O advogado Martin De Luca, que representa a Rumble e a Trump Media, empresa de Donald Trump, se manifestou sobre a decisão da Justiça da Flórida que autorizou a participação do governo brasileiro na ação contra o Ministro Alexandre de Moraes, do Supremo Tribunal Federal (STF). De Luca destacou que a decisão não arquivou o processo, mas apenas permitiu que o Brasil apresentasse seus argumentos.
Em sua nota, o advogado contestou a interpretação da Advocacia Geral da União (AGU), que afirmou que a juíza reconheceu o Brasil como um “real interessado na causa”. De Luca argumentou que a magistrada apenas autorizou a participação da União, sem aceitar ainda a tese defendida por ela. "A juíza deixou claro que decidirá sobre o pedido de arquivamento após ouvir a resposta da Rumble e da Trump Media", explicou.
A ação judicial visa discutir se ordens emitidas por Moraes, com impacto sobre empresas americanas, podem ser determinadas sem a devida autorização das autoridades e tribunais dos Estados Unidos. A decisão que permitiu a entrada da AGU no caso foi assinada em 23 de junho pela juíza Mary Scriven, da Corte Distrital da Flórida, que adiou a análise do pedido de extinção do processo apresentado pelo Brasil.
Mary Scriven acolheu o pedido de intervenção, permitindo que o governo brasileiro atuasse formalmente na ação. Além disso, a juíza suspendeu a análise do pedido de revelia feito pela Trump Media e pela Rumble, como parte do processo. "O Tribunal deferiu o pedido do Brasil para anular a determinação judicial que exigia que os autores solicitassem imediatamente a decretação da revelia", escreveu a juíza em sua decisão.
A juíza ainda estipulou que as empresas envolvidas na ação apresentem resposta ao pedido de extinção, formulado pela AGU, no prazo de 14 dias. A AGU defende que as ações de Moraes foram realizadas no exercício de suas funções como membro do STF, o que impede que ele seja processado individualmente.

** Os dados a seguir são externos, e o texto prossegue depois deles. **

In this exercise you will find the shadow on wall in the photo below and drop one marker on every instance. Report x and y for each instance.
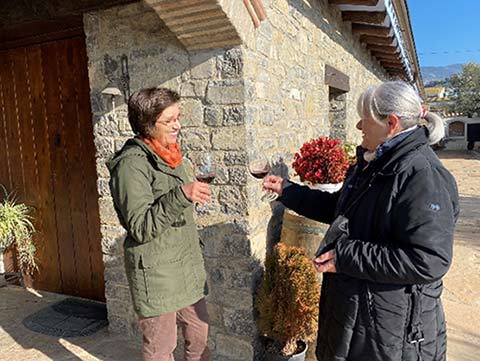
(311, 10)
(142, 52)
(233, 276)
(274, 228)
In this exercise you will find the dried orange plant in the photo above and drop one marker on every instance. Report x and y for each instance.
(288, 298)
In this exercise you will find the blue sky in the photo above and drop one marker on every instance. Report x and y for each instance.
(451, 29)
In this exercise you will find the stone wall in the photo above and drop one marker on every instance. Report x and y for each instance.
(266, 95)
(213, 118)
(287, 101)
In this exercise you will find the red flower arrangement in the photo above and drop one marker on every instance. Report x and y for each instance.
(320, 161)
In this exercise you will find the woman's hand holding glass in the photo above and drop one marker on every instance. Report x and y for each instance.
(273, 183)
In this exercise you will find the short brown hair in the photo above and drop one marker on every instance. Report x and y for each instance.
(146, 105)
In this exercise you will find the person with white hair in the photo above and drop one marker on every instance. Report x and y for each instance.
(390, 239)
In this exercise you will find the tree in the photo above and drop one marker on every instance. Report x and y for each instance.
(467, 89)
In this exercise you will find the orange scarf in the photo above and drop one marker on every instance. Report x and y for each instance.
(170, 155)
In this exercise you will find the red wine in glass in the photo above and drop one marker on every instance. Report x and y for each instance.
(206, 178)
(260, 173)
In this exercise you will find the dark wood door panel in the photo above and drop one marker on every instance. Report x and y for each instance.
(49, 160)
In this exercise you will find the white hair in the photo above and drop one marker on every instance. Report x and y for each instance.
(400, 99)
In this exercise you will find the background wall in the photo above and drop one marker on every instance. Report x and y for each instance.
(266, 95)
(287, 102)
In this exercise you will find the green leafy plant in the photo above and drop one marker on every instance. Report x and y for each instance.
(16, 228)
(288, 298)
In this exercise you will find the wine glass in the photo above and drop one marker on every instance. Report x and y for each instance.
(259, 167)
(205, 168)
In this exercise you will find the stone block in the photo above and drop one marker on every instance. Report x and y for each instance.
(195, 139)
(230, 64)
(239, 299)
(225, 92)
(213, 116)
(235, 158)
(102, 170)
(233, 200)
(107, 211)
(193, 89)
(191, 113)
(238, 176)
(234, 116)
(104, 147)
(215, 313)
(103, 187)
(239, 322)
(228, 138)
(204, 70)
(233, 348)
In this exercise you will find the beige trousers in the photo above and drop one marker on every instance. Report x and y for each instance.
(160, 334)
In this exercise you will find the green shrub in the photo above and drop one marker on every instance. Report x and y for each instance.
(288, 298)
(16, 229)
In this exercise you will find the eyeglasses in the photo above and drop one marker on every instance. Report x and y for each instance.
(169, 123)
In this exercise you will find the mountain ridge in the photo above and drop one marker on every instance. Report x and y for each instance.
(437, 73)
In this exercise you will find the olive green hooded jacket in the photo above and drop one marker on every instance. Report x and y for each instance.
(163, 257)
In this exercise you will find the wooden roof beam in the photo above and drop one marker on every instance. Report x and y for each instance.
(364, 29)
(391, 65)
(378, 40)
(387, 49)
(384, 56)
(364, 17)
(354, 2)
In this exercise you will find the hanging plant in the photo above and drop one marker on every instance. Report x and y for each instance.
(17, 229)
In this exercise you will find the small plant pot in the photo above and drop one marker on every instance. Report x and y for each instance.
(300, 356)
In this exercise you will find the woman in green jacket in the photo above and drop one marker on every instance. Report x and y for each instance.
(153, 197)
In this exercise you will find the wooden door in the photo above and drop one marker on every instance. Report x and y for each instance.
(47, 157)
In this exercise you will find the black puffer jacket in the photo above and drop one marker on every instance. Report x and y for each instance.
(384, 301)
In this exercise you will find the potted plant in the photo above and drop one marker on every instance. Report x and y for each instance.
(287, 303)
(322, 161)
(16, 230)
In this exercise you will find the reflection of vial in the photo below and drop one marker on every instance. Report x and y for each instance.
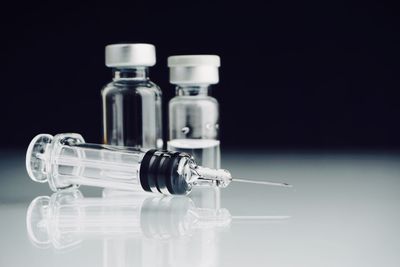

A AGU divulgou que a Justiça dos Estados Unidos reconheceu o processo movido por Trump Media & Technology Group Corp. e Rumble, Inc. contra Alexandre de Moraes (Case No. 8:25-cv-411-MSS-AAS) e determinou a suspensão da decretação de default contra o ministro. A ação foi iniciada por empresas norte-americanas em abril de 2025, buscando a declaração de inexequibilidade, nos EUA, de decisões judiciais proferidas por Moraes no exercício regular de suas atribuições constitucionais.